The credit totally goes to thebjorn and delnan, of course.

So, starting with the most common things: there's Unicode, and it's a global standard that assigns codes (or code points) to all the exotic characters you can imagine. Those codes are just integer numbers. As of Unicode 6.1 there are 109,975 graphic characters, says Wikipedia.

Then there are encodings that define how to designate Unicode characters with byte codes. One byte isn't enough to designate an arbitrary Unicode char. Although, if you only take a small subset of them (English alphabet, digits, punctuation, some control characters), you can do with one byte per character (or even 7 bits; see ASCII).


To pass a Unicode string anywhere, one needs to encode it in bytes, then it can be decoded on the other end.

In Python 2, str is actually bytes, and unicode is Unicode, but Python 2 will do implicit encoding/decoding for you when needed. It will try to use ASCII encoding.

In Python 3, str is always a Unicode string, and bytes is a new data type for actual bytes. No implicit conversion is ever done by Python 3, you always need to do it yourself and specify the encoding. That means that your program won't work until you understand what's going on, which totally happened to me.


Now, that being more or less clear, let's move on to base64 encoding, which is also an encoding of sorts, but has a slightly different meaning. Suppose you have some binary data (i.e. bytes) that may mean anything (in my case it's a bunch of floats). Now you want to represent this binary array with a string. That's what base64 encoding means: you have your bytes represented as an ASCII string.

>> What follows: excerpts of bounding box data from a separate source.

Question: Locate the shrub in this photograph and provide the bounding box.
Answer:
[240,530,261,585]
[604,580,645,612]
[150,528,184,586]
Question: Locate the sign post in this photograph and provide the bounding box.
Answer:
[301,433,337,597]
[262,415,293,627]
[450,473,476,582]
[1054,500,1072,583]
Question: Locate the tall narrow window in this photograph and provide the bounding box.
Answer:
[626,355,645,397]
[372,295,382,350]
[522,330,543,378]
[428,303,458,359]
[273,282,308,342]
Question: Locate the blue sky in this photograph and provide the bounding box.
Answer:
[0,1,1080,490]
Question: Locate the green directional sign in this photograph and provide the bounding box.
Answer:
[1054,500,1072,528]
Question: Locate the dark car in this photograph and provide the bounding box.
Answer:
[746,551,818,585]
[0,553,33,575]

Base64 means 6 bit, so in a base64-encoded string a single character stands for 6 bits of your data. That is why base64-encoded strings need to have the length that is a multiple of 4: otherwise the number of bytes encoded will be not integer.


Finally, to decode from base64 you need an ASCII string. A Unicode string won't do, there can only be characters from the base64 alphabet. Base64 module does the job in Python. The base64.b64decode() function takes a byte string as the argument. In Python 2 it means: str. In Python 3 it means: bytes. So if you have a str, such as

>>> s = 'U3RhY2sgT3ZlcmZsb3c='

In Python 2 you could just do

>>> s.decode('base64')

because s is already in ASCII. In Python 3, you need to encode it in ASCII first, so you'll have to do:

>>> base64.b64decode(s.encode('ascii'))

And by the way, this will return a bytes object, so it's really up to you how to treat those bytes then. Maybe it's my floats, but maybe you should try to decode it as ASCII :) In Python 2 however it will be just a str. Anyway, have a look at struct for the tools to unpack your data from those bytes.

So if you need the code to work on both Python 2 and 3, go with the last one. To make sure you have Unicode in the end (if you are decoding text from base64), you'll have to decode it:

>>> base64.b64decode(s.encode('ascii')).decode('ascii')

On Python 2, encode('ascii') won't effectively do anything because it's applied to str. So it will do an implicit conversion to Unicode first, and then do what you want (convert it back to ASCII). decode('ascii') will return a unicode object on Python 2.